The city, she noted, has parted with Beitler on development of the block that holds the Madison Municipal Building and it may need to do the same on the block where the current Government East parking garage stands — and where a hotel and apartments are planned. “I think we’re going to have to find another development partner,” she said.
Soglin said public elements are proceeding as the city puts out a request for proposals for the Municipal Building block and continues talks with Beitler on the Government East block. The hotel will be built and development will progress on the latter block “as long as we don’t have deliberate attempts to sabotage it,” he said.
Building commercial corridors
The city, Soglin said, is losing the battle over “the very delicate balance” between hospitality and small, locally owned retail businesses on State Street due to national trends and because lucrative liquor licenses are too easy to get.
Soglin has vetoed individual liquor licences but been overridden by the council or the courts. He still advocates limiting liquor opportunities for “bars and mega-saloons” but also wants to support small business, such as though grants or loans to acquire buildings.
Rhodes-Conway shares Soglin’s goal of a diverse business mix but opposes vetoing individual liquor licenses and wants a new conversation on the density of liquor licenses Downtown.
Both candidates see national trends that threaten shopping malls, and point to the Hilldale Shopping Center with its mix of housing, parking garage, restaurants and stores as a model for long-term redevelopment.

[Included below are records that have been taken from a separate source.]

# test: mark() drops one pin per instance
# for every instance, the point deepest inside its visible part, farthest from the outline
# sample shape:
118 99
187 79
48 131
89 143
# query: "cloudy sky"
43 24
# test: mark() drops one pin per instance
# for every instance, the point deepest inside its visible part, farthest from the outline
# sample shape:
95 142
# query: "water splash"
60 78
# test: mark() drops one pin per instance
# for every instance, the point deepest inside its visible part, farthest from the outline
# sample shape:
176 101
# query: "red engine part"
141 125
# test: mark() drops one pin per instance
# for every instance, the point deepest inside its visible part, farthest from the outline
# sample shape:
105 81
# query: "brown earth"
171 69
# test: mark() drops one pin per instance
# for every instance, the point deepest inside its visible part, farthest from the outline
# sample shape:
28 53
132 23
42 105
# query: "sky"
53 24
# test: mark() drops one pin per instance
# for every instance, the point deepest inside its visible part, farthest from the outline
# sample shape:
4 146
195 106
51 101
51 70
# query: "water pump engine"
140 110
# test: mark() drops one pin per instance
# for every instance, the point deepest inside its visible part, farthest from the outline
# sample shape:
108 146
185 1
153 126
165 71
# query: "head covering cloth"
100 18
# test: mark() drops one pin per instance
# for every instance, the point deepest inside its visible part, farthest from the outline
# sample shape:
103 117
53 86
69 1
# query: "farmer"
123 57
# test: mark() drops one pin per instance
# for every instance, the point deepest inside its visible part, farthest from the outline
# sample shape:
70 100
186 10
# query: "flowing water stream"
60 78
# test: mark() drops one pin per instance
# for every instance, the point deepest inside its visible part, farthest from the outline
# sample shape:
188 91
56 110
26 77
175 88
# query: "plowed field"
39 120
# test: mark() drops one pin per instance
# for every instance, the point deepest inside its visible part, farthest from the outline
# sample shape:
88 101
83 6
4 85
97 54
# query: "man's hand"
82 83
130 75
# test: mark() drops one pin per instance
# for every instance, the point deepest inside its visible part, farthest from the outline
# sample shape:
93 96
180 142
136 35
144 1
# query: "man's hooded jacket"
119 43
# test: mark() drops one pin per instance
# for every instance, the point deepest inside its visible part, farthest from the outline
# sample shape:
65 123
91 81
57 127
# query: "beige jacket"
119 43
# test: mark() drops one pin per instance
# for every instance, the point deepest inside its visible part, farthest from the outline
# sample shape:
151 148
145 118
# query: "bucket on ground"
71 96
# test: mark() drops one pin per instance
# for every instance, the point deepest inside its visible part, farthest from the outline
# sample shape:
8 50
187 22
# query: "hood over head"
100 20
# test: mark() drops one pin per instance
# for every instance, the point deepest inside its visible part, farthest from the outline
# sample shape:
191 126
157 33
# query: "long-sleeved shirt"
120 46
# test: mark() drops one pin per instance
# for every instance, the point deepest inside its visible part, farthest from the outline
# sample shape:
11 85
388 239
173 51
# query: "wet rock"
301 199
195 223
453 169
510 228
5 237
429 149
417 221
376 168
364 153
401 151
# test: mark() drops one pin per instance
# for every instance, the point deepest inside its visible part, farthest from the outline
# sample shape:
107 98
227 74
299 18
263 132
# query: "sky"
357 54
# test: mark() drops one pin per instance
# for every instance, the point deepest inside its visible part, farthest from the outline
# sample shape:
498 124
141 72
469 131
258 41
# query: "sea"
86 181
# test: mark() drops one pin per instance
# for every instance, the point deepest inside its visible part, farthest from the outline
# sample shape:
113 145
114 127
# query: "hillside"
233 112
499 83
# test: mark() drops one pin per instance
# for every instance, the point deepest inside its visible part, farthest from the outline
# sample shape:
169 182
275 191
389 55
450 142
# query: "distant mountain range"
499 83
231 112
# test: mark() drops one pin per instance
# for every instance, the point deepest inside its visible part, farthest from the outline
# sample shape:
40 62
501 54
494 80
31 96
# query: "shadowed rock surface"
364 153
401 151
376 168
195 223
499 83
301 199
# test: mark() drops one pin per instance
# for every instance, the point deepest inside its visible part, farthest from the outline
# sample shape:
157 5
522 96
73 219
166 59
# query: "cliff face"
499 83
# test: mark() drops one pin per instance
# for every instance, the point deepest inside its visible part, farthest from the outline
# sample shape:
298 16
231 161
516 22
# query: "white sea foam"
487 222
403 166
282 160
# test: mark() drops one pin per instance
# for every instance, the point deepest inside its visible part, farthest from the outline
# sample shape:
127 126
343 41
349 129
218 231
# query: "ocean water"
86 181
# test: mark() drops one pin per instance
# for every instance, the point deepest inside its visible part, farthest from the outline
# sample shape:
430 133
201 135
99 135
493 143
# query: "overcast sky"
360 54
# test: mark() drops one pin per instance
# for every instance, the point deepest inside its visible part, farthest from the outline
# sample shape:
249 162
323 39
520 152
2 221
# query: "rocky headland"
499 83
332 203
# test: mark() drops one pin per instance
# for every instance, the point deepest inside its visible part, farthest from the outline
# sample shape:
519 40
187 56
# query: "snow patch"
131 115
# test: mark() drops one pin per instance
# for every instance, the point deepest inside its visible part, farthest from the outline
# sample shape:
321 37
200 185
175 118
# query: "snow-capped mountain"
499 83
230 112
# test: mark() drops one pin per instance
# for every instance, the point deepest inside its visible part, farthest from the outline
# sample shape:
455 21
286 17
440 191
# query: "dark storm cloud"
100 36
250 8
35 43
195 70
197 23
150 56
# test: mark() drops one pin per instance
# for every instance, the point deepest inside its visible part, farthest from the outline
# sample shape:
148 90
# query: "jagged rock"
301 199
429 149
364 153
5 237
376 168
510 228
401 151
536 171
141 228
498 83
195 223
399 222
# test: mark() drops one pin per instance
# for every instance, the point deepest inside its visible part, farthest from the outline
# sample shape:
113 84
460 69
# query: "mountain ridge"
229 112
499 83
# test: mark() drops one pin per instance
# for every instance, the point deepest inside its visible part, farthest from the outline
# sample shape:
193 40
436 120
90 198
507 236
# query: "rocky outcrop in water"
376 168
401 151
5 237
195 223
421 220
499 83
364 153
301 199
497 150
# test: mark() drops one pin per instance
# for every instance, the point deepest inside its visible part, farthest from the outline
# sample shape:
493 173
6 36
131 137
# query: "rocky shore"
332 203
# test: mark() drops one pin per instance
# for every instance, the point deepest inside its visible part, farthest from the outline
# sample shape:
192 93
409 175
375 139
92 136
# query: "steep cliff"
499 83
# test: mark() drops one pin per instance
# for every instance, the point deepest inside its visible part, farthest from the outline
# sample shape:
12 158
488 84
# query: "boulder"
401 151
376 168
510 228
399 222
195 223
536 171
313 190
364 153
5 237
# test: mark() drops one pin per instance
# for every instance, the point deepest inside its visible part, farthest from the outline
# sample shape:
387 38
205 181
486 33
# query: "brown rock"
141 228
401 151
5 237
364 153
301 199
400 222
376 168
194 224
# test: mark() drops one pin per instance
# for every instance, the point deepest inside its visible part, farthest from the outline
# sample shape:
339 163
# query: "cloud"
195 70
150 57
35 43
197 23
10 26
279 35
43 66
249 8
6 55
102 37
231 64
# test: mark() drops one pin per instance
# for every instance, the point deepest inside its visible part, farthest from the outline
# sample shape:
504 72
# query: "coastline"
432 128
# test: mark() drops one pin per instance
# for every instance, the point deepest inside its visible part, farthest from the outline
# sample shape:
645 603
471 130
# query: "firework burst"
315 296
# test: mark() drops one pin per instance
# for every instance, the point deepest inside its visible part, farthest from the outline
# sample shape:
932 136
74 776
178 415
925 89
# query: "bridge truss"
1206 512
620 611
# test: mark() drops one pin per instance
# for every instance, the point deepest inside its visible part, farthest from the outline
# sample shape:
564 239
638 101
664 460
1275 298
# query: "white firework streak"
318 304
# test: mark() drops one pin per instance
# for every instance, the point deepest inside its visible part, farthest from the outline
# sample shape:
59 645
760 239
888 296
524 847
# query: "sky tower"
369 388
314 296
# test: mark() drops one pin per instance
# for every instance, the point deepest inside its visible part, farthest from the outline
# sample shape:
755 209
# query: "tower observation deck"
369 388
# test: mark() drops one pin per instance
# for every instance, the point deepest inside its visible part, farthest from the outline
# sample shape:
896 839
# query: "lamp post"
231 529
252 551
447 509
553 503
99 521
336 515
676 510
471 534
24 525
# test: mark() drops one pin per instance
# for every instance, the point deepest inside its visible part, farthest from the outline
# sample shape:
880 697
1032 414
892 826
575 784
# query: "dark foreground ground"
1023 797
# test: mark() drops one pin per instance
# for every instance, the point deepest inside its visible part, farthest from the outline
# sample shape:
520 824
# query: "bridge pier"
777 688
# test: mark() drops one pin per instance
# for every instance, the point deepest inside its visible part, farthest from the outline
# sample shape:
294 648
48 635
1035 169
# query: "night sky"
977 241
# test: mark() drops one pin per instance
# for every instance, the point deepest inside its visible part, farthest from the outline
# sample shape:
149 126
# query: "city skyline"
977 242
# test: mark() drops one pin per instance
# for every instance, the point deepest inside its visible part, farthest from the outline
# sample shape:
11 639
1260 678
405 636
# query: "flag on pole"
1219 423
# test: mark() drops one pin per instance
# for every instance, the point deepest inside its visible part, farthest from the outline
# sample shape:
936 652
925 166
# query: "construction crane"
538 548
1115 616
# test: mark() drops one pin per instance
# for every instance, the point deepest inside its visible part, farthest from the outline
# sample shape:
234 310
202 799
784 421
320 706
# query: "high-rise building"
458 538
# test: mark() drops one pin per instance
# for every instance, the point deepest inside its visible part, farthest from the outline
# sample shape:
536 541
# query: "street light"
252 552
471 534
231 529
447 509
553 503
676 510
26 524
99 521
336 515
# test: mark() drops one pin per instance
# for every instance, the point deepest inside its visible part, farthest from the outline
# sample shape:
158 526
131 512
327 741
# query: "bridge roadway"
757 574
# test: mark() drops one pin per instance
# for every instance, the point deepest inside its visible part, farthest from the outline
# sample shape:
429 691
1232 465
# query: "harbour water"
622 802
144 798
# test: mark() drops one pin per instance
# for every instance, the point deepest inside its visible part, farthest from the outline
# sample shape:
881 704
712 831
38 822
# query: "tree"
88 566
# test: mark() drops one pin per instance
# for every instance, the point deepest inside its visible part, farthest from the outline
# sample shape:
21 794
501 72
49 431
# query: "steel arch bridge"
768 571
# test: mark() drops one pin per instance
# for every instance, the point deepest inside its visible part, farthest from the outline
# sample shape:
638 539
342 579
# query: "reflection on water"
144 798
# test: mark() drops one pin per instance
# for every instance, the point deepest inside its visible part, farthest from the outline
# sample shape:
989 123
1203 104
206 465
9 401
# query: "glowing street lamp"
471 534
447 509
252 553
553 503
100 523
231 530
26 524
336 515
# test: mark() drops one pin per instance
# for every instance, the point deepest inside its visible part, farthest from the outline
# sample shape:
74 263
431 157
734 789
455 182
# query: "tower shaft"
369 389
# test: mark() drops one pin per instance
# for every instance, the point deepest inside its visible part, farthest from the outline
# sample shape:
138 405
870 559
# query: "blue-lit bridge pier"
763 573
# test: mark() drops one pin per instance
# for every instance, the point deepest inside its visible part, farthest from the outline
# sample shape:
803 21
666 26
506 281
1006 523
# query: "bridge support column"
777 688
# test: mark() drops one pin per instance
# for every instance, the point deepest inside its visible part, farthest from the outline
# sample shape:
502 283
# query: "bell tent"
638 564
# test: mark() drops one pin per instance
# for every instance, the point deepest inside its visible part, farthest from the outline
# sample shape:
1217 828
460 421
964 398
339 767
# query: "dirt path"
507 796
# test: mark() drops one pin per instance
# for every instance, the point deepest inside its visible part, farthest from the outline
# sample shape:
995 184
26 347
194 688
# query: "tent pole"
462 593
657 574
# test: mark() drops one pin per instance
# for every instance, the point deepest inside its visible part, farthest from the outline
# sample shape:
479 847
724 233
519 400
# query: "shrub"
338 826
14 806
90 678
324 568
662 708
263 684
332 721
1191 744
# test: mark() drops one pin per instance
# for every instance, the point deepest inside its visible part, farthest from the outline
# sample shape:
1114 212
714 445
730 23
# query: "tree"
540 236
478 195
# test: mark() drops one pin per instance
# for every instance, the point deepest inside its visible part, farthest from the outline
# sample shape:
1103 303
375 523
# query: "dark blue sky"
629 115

The transformation of East Washington Avenue proves leadership and public investment will spur redevelopment, Soglin said, adding that he expects more housing on the north side and commercial development on the south side of the street.
Rhodes-Conway said that, while on the council, she backed the land purchases that ignited redevelopment on the thoroughfare and said it’s now critical to deliver housing for those with low incomes and Bus Rapid Transit to the corridor.